Thursday, May 4, 2023

How to improve writing (no. 110)

It never fails: or, rather, it always fails. I look at Talking Points Memo and I end up tinkering with one or more sentences from Josh Marshall. I stopped at five:

The fact that one or more of the Supreme Court Justices appear to be venally corrupt in a rather fulsome fashion is a new addition to the story of the early 21st century. But the heart of it remains this: The current corrupt majority wants to wholly remake American law with little attention to precedent or any coherent jurisprudence or theory of interpreting the constitution. They’ve got the power and they’re going to use it. If you don’t like it, too bad.
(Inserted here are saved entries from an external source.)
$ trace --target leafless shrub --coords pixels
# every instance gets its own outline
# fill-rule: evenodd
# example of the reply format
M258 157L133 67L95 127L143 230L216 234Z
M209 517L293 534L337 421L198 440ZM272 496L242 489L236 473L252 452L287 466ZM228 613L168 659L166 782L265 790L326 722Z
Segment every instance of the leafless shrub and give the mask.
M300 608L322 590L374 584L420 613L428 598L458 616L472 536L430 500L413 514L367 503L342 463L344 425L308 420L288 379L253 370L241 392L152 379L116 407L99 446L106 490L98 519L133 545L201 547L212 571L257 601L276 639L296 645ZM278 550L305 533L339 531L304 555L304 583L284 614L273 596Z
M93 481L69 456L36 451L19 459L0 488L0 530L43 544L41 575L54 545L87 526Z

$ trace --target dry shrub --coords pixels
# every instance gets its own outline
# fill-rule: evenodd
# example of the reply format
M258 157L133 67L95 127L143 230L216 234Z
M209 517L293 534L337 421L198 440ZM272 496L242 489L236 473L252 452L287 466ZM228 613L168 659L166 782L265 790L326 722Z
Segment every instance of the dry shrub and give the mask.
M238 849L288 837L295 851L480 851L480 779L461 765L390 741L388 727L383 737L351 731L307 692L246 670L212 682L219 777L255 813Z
Yet they also want the deference and respect accorded to thoroughly apolitical players guided by restraint and an approach to the work that is more than dressing up their own policy aims with whatever theory serves the needs of the moment.
What I notice:

~ Empty prose additives: “the fact that,” “in a rather fulsome fashion,” “new addition,” “wholly remake,” “deference and respect,” “thoroughly.”

~ Vagueness: “the heart of it remains this,” “apolitical players.” I must have written “Avoid this alone” several thousand times in the margins of students’ essays. I have no idea who the players might be. Persons? Institutions? At any rate, players suggests the opposite of those who are apolitical.
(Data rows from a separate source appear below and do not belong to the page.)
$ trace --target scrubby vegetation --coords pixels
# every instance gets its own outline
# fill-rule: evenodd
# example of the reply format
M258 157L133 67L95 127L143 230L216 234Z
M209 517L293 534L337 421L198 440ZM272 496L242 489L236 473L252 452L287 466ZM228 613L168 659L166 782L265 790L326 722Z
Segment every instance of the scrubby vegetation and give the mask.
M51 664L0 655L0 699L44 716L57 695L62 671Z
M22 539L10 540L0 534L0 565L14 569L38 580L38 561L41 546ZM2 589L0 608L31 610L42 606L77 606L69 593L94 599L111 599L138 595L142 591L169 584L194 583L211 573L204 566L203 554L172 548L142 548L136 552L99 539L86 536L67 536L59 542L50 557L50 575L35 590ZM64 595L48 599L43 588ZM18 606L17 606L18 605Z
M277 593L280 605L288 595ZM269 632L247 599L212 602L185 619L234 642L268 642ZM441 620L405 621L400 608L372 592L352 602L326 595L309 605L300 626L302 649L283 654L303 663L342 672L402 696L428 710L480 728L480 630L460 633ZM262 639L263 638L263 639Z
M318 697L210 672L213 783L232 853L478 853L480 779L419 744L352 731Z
~ An abundance of prepositional phrases: “in a rather fulsome fashion,” “to the story,” “of the early 21st century,” and so on. Chains of prepositional phrases are often a sign of slack writing. (See Richard Lanham’s paramedic method.)

~ Awkwardness: “an approach to the work that is more than dressing up their own policy aims with whatever theory serves the needs of the moment.”
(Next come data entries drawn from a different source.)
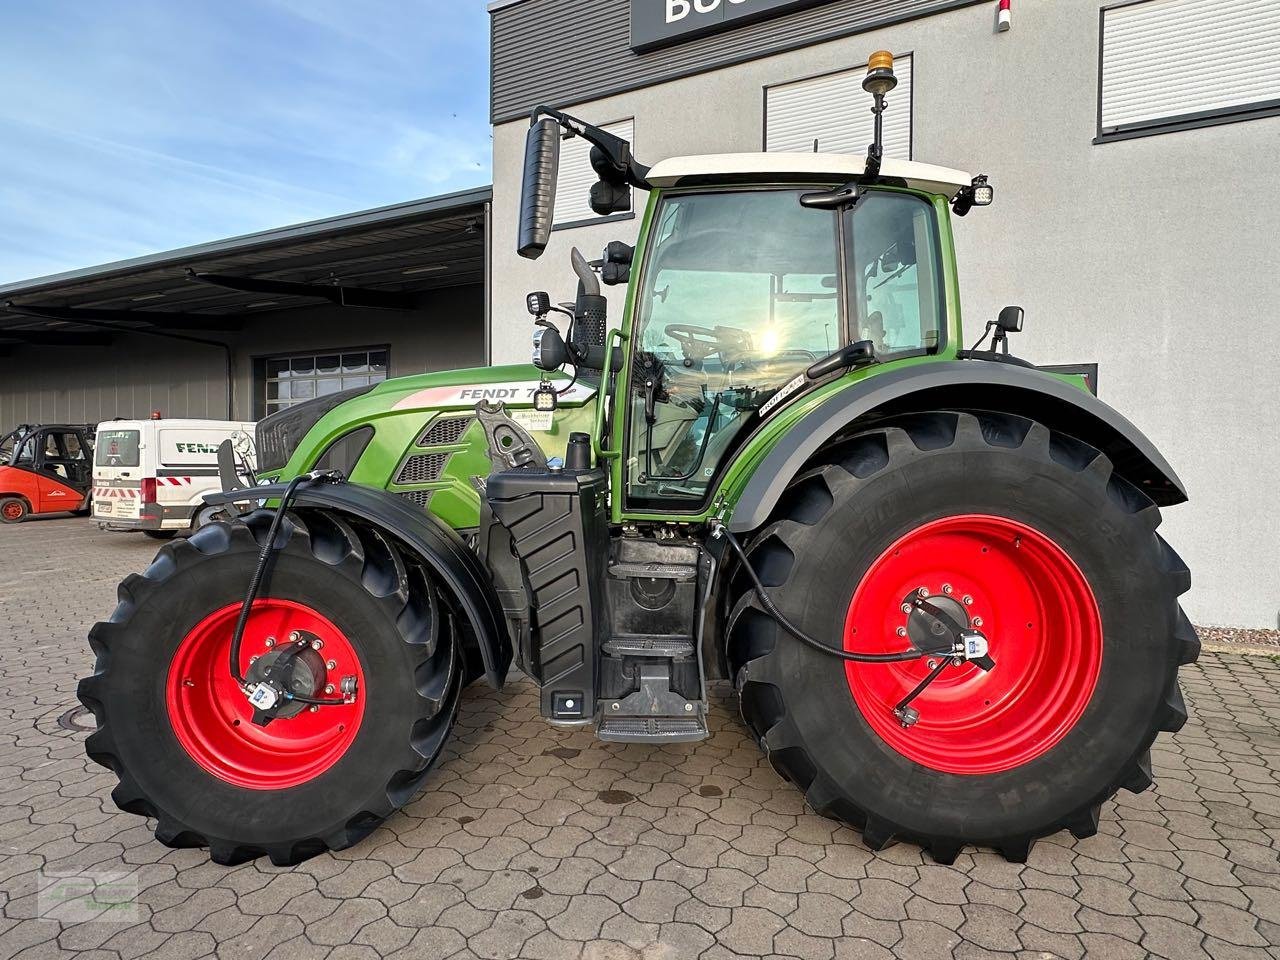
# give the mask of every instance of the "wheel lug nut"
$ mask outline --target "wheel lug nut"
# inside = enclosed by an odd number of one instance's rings
[[[902,612],[903,612],[903,613],[910,613],[910,612],[911,612],[911,604],[909,604],[909,603],[904,603],[904,604],[902,605]]]
[[[921,587],[919,590],[916,591],[916,593],[920,594],[920,596],[922,597],[927,597],[929,595],[929,588]]]
[[[324,641],[321,640],[319,637],[316,637],[316,639],[311,641],[312,650],[319,650],[323,646],[324,646]]]
[[[906,628],[906,627],[899,627],[899,628],[898,628],[898,636],[900,636],[900,637],[905,637],[906,635],[907,635],[907,628]]]
[[[981,617],[974,617],[974,618],[973,618],[973,625],[974,625],[975,627],[980,627],[980,626],[982,626],[982,618],[981,618]]]
[[[325,692],[325,693],[333,693],[333,684],[332,684],[332,683],[326,683],[326,684],[324,685],[324,692]]]
[[[964,595],[964,605],[966,607],[973,606],[973,597],[969,596],[967,593]]]
[[[252,657],[250,657],[250,658],[249,658],[249,662],[250,662],[250,663],[257,663],[257,662],[258,662],[258,655],[255,653]]]
[[[942,585],[942,592],[945,593],[947,596],[951,596],[951,584],[944,583]]]
[[[938,661],[930,657],[928,660],[925,661],[925,665],[928,666],[930,670],[934,670],[938,666]]]
[[[294,630],[292,633],[289,634],[289,642],[297,643],[301,637],[302,637],[302,634],[298,633],[297,630]]]
[[[327,661],[327,662],[325,663],[325,669],[327,669],[327,670],[336,670],[336,669],[338,669],[338,661],[337,661],[337,660],[329,660],[329,661]]]
[[[318,703],[313,703],[311,706],[307,707],[307,709],[308,709],[311,713],[319,713],[319,712],[320,712],[320,704],[318,704]]]
[[[275,645],[276,645],[276,638],[275,638],[275,637],[267,637],[267,646],[268,646],[268,647],[274,647]]]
~ Illogic: It makes no sense to speak of corruption of one or more jusitices followed by a claim that a majority of justices are corrupt.

A possible revision:
A corrupt Supreme Court is something new in twenty-first-century America. Yet even as the Court remakes American law with little regard for precedent, jurisprudence, or the Constitution, it insists on being accorded the deference shown to institutions guided by restraint and objectivity.
From 123 words to 44. Is anything missing? Well, yes: an indication of what the institutions guided by restraint and objectivity might be. So perhaps:
A corrupt Supreme Court is something new in twenty-first-century America. Yet even as the Court remakes American law with little regard for precedent, jurisprudence, or the Constitution, it insists on being treated with respect.
From 44 words to 36.

Related reading
All OCA How to improve writing posts (Pinboard)

[This post is no. 110 in a series dedicated to improving stray bits of public prose. “Empty prose additives” is a lovely phrase I’ve borrowed from Claire Cook’s Line by Line: How to Improve Your Own Writing.]